According to Cisco vice-president and global innovation officer Guy Diedrich, this is part of a broader move to engage with various governments to accelerate the uptake of digitisation.
It started in France, before extending to the UK, Italy, Germany and India, he said.
Boal explained that Cisco has for some time been working with federal, state and territory governments in areas such as employment, health, education, transport, and other aspects of city infrastructure, and recently decided to "supercharge our efforts" in this regard.
If economic growth is starting to falter in Australia, digitisation is a way to kick things along, he said.
"Australia needs more digitisation," he said, but while the nation's leaders are more committed, the technology is here, but the "skills are not necessarily fully available".
"It's all about public-private partnerships." The Australian government wants to bring universities and industry closer together, and "we're trying to bridge that gap", for example, by working with Flinders University and other organisations to research issues around the use of Wi-Fi in hospitals
The plan also takes in the SMB sector, said Boal. Cisco is working with NBN Co and managed service providers to help 20,000 small businesses a month not merely transition to the NBN, but also transform the way they work.

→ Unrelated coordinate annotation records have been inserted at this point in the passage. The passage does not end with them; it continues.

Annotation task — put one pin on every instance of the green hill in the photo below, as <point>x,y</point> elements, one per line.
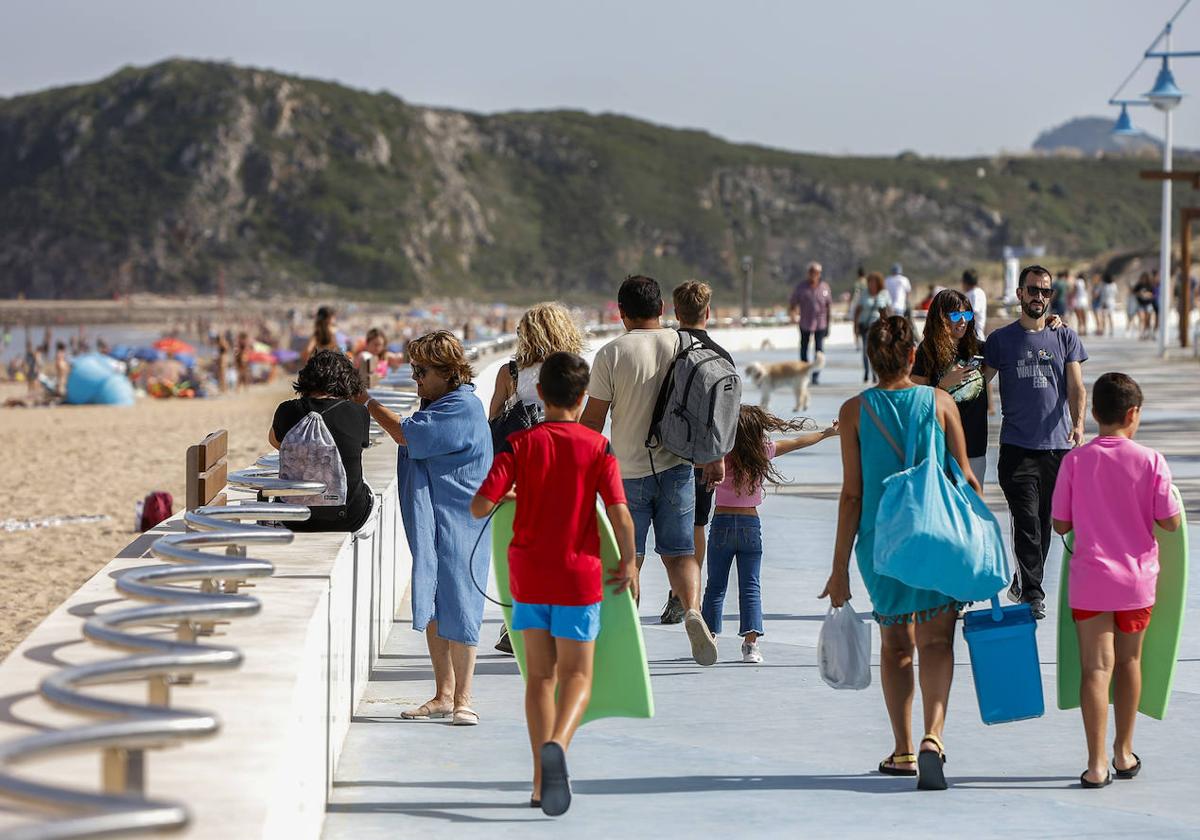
<point>161,178</point>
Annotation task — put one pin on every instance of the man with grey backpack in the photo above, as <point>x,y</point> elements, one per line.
<point>321,437</point>
<point>627,378</point>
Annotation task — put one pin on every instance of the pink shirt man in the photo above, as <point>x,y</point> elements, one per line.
<point>1113,490</point>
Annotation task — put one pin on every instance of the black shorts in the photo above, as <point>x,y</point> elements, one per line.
<point>703,501</point>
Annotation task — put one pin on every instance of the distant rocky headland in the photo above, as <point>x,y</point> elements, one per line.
<point>186,177</point>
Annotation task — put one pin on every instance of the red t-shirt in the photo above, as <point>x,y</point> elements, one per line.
<point>559,467</point>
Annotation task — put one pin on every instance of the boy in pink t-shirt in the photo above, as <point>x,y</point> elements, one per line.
<point>1111,492</point>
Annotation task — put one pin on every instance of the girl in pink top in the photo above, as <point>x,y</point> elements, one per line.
<point>1111,492</point>
<point>736,533</point>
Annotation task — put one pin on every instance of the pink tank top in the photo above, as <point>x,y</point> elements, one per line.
<point>729,497</point>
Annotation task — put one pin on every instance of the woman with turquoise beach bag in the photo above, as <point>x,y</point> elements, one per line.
<point>912,619</point>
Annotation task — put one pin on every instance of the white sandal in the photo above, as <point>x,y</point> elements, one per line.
<point>424,712</point>
<point>465,717</point>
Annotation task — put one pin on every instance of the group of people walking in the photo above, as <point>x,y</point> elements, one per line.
<point>450,472</point>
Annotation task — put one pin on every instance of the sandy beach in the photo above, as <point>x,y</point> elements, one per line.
<point>99,460</point>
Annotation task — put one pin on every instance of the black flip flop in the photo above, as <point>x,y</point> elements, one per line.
<point>556,785</point>
<point>895,759</point>
<point>1129,772</point>
<point>930,771</point>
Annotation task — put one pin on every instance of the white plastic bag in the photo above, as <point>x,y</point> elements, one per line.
<point>307,453</point>
<point>844,649</point>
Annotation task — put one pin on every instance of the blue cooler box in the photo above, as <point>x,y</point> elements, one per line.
<point>1003,649</point>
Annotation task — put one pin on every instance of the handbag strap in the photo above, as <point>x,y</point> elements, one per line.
<point>875,419</point>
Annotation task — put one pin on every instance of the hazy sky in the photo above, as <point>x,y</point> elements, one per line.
<point>940,77</point>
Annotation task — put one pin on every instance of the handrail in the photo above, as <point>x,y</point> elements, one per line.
<point>129,729</point>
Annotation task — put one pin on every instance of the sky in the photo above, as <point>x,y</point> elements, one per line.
<point>869,77</point>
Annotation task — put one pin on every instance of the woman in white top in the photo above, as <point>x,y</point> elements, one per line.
<point>1080,303</point>
<point>544,330</point>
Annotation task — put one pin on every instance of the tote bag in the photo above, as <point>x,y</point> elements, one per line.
<point>933,531</point>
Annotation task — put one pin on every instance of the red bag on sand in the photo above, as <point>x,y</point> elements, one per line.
<point>157,507</point>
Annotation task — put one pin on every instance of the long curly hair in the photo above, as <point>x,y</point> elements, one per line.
<point>328,372</point>
<point>444,353</point>
<point>544,330</point>
<point>939,349</point>
<point>748,462</point>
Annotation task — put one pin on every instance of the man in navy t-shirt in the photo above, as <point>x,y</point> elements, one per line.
<point>1043,401</point>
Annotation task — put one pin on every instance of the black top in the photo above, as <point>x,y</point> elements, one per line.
<point>702,336</point>
<point>349,424</point>
<point>971,397</point>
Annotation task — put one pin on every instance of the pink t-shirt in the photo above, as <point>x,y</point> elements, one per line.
<point>729,497</point>
<point>1111,490</point>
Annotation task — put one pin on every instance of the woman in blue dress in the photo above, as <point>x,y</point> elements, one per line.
<point>910,619</point>
<point>445,450</point>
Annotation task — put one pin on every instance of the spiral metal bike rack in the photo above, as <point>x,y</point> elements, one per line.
<point>126,730</point>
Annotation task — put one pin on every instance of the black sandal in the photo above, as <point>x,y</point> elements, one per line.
<point>556,785</point>
<point>931,774</point>
<point>897,759</point>
<point>1129,772</point>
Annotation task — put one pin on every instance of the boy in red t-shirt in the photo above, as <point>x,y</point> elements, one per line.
<point>555,570</point>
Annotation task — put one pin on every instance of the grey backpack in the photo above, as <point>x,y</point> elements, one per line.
<point>696,414</point>
<point>307,453</point>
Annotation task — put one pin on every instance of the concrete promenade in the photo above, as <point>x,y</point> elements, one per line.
<point>769,750</point>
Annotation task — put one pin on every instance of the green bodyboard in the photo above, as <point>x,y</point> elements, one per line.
<point>1161,648</point>
<point>621,683</point>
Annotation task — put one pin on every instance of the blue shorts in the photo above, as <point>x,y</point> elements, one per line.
<point>580,624</point>
<point>669,503</point>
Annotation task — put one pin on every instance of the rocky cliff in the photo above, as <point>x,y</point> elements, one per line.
<point>168,177</point>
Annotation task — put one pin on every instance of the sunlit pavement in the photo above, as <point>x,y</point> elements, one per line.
<point>769,750</point>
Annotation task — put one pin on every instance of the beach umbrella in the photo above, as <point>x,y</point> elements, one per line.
<point>148,354</point>
<point>174,346</point>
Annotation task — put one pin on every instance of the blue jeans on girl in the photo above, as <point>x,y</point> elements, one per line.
<point>735,538</point>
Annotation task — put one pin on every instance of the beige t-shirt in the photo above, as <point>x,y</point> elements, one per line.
<point>628,372</point>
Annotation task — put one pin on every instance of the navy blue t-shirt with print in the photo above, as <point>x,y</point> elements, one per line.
<point>1033,383</point>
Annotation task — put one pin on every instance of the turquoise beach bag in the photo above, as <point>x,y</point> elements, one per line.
<point>933,531</point>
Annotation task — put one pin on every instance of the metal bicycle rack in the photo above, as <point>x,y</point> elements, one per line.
<point>125,730</point>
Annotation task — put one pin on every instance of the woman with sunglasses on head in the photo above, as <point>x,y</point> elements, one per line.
<point>949,358</point>
<point>445,450</point>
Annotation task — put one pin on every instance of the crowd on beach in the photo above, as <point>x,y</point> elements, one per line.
<point>541,441</point>
<point>209,355</point>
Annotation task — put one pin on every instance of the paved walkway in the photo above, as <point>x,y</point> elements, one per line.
<point>769,750</point>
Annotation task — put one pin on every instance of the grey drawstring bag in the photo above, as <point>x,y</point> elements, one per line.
<point>307,453</point>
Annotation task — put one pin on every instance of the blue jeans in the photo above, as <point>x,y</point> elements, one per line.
<point>731,538</point>
<point>667,502</point>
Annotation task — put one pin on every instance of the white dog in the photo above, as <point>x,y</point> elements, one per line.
<point>798,373</point>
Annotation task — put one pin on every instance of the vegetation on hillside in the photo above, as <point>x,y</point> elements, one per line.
<point>161,178</point>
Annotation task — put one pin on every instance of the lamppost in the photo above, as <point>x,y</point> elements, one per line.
<point>1165,96</point>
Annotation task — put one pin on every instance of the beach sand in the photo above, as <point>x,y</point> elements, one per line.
<point>99,460</point>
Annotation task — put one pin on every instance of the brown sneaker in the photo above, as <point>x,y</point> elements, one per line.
<point>703,646</point>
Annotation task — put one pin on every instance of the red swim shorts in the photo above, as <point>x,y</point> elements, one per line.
<point>1127,621</point>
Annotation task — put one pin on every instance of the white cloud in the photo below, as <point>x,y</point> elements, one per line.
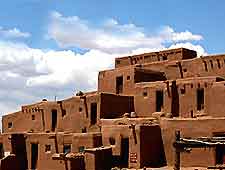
<point>13,33</point>
<point>110,36</point>
<point>27,75</point>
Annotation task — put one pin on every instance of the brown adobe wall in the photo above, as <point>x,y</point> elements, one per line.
<point>146,101</point>
<point>200,127</point>
<point>166,55</point>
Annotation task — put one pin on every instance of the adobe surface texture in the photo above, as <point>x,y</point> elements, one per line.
<point>129,122</point>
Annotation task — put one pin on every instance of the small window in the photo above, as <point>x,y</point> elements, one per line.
<point>10,125</point>
<point>112,141</point>
<point>47,148</point>
<point>218,63</point>
<point>205,64</point>
<point>81,149</point>
<point>182,90</point>
<point>66,149</point>
<point>84,130</point>
<point>164,57</point>
<point>145,94</point>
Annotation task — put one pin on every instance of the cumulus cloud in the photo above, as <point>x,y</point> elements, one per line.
<point>13,33</point>
<point>27,74</point>
<point>111,36</point>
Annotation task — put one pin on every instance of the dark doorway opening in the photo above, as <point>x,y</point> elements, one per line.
<point>124,152</point>
<point>34,155</point>
<point>200,99</point>
<point>159,100</point>
<point>18,143</point>
<point>54,119</point>
<point>220,150</point>
<point>93,113</point>
<point>1,151</point>
<point>119,85</point>
<point>175,106</point>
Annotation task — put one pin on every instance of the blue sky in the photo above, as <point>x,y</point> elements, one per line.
<point>204,17</point>
<point>56,47</point>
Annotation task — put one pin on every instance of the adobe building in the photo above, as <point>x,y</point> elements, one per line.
<point>129,122</point>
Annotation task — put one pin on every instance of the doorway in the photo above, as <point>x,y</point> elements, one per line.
<point>54,119</point>
<point>18,144</point>
<point>34,155</point>
<point>200,99</point>
<point>93,113</point>
<point>119,84</point>
<point>159,100</point>
<point>124,152</point>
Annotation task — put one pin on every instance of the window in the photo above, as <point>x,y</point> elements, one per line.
<point>200,99</point>
<point>205,64</point>
<point>93,113</point>
<point>66,148</point>
<point>211,63</point>
<point>81,149</point>
<point>112,141</point>
<point>47,148</point>
<point>63,112</point>
<point>164,57</point>
<point>119,84</point>
<point>145,94</point>
<point>218,63</point>
<point>10,125</point>
<point>159,100</point>
<point>54,119</point>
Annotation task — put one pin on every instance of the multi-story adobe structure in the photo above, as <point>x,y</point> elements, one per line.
<point>128,122</point>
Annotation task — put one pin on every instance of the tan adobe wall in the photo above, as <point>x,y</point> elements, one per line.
<point>201,127</point>
<point>166,55</point>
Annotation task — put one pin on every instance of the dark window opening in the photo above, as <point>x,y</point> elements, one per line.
<point>218,63</point>
<point>47,148</point>
<point>124,152</point>
<point>34,156</point>
<point>93,113</point>
<point>84,130</point>
<point>54,119</point>
<point>220,150</point>
<point>164,57</point>
<point>200,99</point>
<point>119,85</point>
<point>63,112</point>
<point>211,63</point>
<point>10,125</point>
<point>66,148</point>
<point>159,100</point>
<point>1,151</point>
<point>81,149</point>
<point>205,64</point>
<point>145,94</point>
<point>112,141</point>
<point>182,91</point>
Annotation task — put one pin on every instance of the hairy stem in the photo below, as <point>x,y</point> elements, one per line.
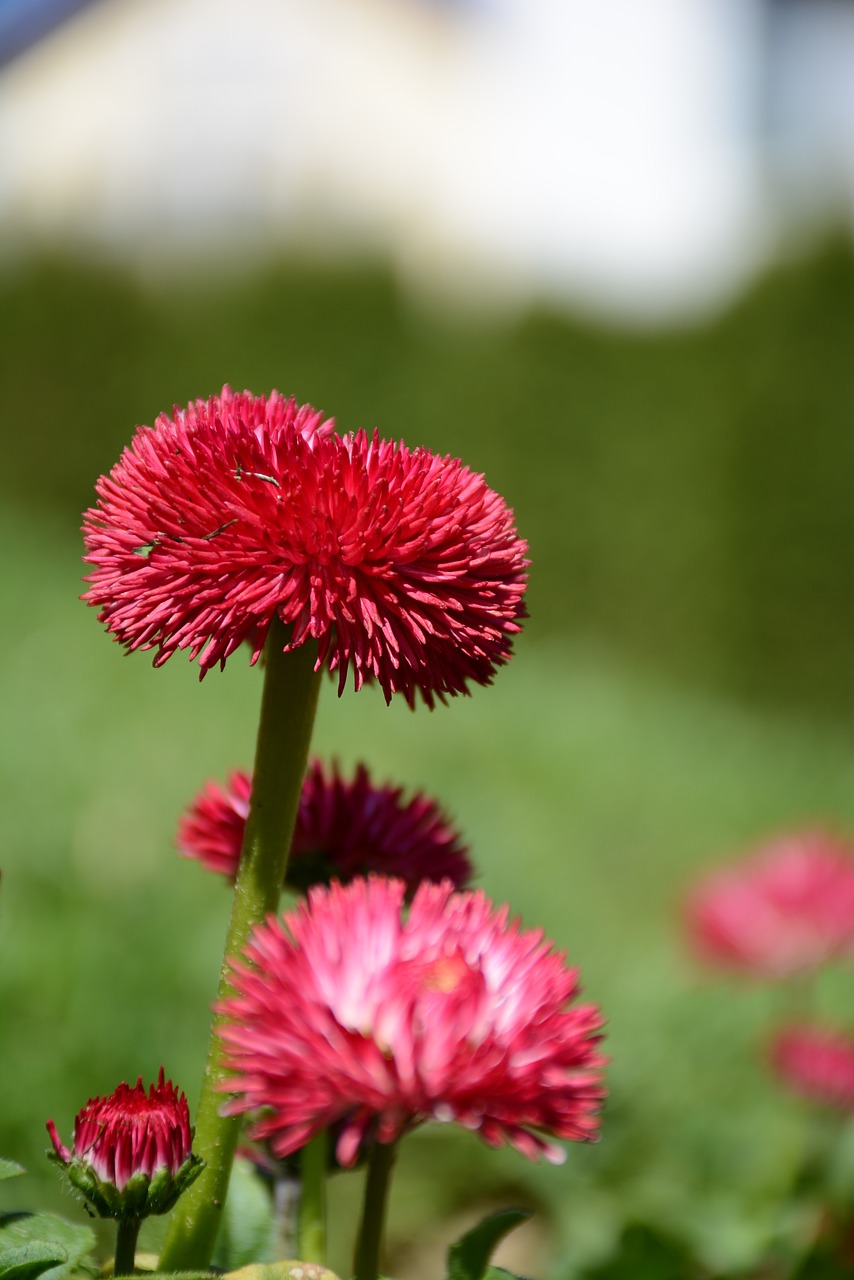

Boal suggested that Australia would not get the full benefit of digitalisation by enterprises and governments unless SMBs also get on-board. But for that to happen, owners must be convinced of the value of digitisation, and the industry must deliver right-sized products.
"We're open for business on all these programs," he said, emphasising that "Cisco expects a commercial return over the longer term" from these activities: "it''s very much a commercial investment".